Ami ci pensò su, senza trovare una qualsiasi argomentazione valida per formulare una risposta sensata. Senza dubbio, sciogliendo la trasformazione, non avrebbe avuto alcun problema; mantenerla, invece, sarebbe stato quasi un esperimento.

-Meglio provare a tenere la trasformazione a lungo quando ci sarà presente Luna-, le rispose dunque in un sorriso e vide l’amica annuire e premere il bottone della penna. Indossava una maglia accollata, perciò dovette tirarla un po’ per scoprire la parte lesa e verificare che la cicatrice fosse tornata al suo posto.

-Sai… è strano da dire, ma… questa cicatrice mi ricorda chi sono, nonostante tutto, e mi fa pensare che le nostre battaglie non finiranno mai… In fondo non vorrei cancellarla del tutto dalla mia pelle… È il segno che in fondo anche io ho messo in gioco la mia vita per salvare il mondo, è l’unica cosa che testimoni che non sono solo una sciocca ragazzina infantile.-

Ami si trovò ad abbracciarla, stringendola a sé e accarezzandole la testa. Era difficile trattenere le lacrime di commozione di fronte a una confessione così emozionante… aveva ragione: Usagi era cresciuta e, anche se a volte si comportava ancora come una bambina, anche se aveva la tendenza ad innamorarsi di ogni bel ragazzo che passasse sulla sua strada e a volte aveva dei comportamenti eccessivi, come lo schiaffo che aveva dato a Mamoru, aveva chiara la sua missione e i rischi che avrebbe incontrato sulla sua strada.
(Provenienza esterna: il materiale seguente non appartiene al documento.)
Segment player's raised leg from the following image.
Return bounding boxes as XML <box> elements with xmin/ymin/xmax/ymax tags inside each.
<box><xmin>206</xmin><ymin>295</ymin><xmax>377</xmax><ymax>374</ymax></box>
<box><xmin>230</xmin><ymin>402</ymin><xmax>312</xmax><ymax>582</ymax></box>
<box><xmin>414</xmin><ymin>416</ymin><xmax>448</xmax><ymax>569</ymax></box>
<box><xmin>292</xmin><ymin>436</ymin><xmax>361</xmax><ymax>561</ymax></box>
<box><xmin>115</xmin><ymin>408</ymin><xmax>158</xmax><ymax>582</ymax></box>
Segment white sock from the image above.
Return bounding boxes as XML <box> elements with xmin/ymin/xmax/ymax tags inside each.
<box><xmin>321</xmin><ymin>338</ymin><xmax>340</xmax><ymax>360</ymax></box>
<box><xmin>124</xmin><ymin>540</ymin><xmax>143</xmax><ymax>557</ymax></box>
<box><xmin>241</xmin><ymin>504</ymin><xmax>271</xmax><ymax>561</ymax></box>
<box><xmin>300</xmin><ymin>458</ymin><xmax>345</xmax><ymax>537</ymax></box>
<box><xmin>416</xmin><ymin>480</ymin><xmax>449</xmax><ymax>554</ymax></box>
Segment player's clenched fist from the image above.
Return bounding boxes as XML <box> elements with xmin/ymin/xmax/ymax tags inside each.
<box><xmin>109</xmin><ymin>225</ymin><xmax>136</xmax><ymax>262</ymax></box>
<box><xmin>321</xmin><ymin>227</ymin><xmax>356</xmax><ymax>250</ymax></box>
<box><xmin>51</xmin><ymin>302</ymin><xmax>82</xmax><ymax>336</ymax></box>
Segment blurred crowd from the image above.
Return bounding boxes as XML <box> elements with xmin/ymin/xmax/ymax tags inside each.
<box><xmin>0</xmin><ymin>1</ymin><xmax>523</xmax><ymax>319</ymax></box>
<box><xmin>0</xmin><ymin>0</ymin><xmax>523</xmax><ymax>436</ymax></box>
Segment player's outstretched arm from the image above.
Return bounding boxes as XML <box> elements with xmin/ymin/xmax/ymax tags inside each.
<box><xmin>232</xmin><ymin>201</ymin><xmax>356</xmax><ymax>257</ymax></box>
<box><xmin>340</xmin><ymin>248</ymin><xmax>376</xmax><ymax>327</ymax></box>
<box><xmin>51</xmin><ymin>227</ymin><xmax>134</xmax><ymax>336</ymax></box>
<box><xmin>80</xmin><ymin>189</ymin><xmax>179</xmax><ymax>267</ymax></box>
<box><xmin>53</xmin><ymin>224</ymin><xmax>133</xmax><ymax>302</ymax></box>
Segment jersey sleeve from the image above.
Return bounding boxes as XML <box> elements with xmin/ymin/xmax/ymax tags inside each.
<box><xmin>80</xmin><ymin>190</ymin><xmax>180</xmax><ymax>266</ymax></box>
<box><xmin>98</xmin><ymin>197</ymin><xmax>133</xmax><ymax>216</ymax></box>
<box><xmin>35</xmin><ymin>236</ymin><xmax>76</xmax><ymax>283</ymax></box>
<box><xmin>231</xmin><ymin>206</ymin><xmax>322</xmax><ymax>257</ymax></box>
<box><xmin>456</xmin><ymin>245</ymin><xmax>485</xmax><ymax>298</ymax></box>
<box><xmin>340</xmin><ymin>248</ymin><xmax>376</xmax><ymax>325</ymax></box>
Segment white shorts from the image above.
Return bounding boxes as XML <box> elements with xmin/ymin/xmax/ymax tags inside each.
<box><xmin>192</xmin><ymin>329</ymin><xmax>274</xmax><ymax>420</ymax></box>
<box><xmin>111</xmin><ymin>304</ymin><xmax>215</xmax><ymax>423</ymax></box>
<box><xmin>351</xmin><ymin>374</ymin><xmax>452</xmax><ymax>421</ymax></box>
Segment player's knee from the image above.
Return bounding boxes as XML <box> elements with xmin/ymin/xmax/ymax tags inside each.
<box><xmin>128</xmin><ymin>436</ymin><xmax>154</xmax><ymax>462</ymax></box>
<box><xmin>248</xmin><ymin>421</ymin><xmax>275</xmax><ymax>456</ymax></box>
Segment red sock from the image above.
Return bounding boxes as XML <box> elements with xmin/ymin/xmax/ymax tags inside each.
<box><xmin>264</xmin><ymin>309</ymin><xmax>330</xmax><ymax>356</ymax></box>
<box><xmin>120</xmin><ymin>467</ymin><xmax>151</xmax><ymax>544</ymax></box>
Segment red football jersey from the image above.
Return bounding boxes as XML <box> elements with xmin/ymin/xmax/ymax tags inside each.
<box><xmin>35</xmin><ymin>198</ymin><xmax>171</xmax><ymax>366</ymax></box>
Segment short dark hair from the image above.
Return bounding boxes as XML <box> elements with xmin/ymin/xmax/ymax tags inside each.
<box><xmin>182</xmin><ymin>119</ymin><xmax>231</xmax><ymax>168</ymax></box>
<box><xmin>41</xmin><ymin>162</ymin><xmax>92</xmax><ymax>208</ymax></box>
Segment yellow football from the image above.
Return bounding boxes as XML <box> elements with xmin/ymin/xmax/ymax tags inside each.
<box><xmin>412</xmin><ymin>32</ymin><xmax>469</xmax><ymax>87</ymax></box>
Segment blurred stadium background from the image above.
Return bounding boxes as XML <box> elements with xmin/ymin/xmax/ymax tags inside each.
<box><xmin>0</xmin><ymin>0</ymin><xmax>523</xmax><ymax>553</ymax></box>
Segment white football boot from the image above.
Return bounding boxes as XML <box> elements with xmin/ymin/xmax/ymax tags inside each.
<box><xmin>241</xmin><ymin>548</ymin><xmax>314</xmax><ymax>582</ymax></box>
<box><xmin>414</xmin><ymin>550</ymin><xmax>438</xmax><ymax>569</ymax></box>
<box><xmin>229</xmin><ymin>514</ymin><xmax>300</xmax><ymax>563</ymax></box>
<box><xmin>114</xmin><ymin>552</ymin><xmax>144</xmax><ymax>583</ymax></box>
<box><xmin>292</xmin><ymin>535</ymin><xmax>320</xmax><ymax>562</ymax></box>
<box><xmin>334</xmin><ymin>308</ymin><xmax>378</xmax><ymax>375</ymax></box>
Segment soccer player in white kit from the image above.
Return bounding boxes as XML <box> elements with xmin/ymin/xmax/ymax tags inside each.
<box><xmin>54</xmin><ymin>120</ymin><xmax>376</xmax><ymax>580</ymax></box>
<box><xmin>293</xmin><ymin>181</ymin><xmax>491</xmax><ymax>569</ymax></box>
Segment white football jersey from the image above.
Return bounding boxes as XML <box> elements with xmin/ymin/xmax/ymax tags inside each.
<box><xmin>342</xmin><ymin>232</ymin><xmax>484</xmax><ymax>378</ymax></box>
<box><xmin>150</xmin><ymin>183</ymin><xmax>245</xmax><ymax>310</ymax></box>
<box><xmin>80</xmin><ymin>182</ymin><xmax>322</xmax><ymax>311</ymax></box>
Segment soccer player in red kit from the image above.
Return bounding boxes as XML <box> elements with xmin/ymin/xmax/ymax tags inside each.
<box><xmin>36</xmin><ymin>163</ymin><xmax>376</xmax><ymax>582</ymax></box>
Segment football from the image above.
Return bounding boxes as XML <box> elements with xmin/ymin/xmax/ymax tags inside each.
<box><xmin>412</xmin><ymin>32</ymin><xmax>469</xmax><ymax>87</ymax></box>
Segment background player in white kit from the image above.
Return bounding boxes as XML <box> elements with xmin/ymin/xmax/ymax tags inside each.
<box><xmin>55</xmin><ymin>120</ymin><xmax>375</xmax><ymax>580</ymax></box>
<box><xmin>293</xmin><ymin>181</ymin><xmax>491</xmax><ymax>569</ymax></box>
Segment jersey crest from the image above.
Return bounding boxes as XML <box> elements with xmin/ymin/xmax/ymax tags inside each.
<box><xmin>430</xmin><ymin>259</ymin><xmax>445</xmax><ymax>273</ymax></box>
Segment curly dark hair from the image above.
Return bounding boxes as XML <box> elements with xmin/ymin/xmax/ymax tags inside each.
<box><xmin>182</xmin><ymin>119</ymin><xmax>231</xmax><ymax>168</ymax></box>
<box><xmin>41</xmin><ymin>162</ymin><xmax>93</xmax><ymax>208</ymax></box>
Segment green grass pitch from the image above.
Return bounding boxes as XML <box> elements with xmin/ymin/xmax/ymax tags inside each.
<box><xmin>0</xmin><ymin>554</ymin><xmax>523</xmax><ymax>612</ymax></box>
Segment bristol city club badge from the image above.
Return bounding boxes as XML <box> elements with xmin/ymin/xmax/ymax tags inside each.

-E poi… poi mi ricorda Tuxedo Kamen…-, sussurrò sulla sua spalla Usagi, sfiorando con un dito il piccolo foro circolare. Sentiva le lacrime pungere ai lati degli occhi senza un valido motivo, era come se… stesse iniziando a dimenticarsi di lui, l’unico che le avesse mai mostrato di amarla, nonostante l’avventatezza che c’era stata tra loro e volesse rimanere aggrappata a quel dolce pensiero in ogni modo.

-Tu… lo sai cosa…-

Stava per raccontare ad Ami del bacio, ma si interruppe: non l’avrebbe compresa e avrebbe avuto la conferma di quanto lei fosse volubile e sciocchina.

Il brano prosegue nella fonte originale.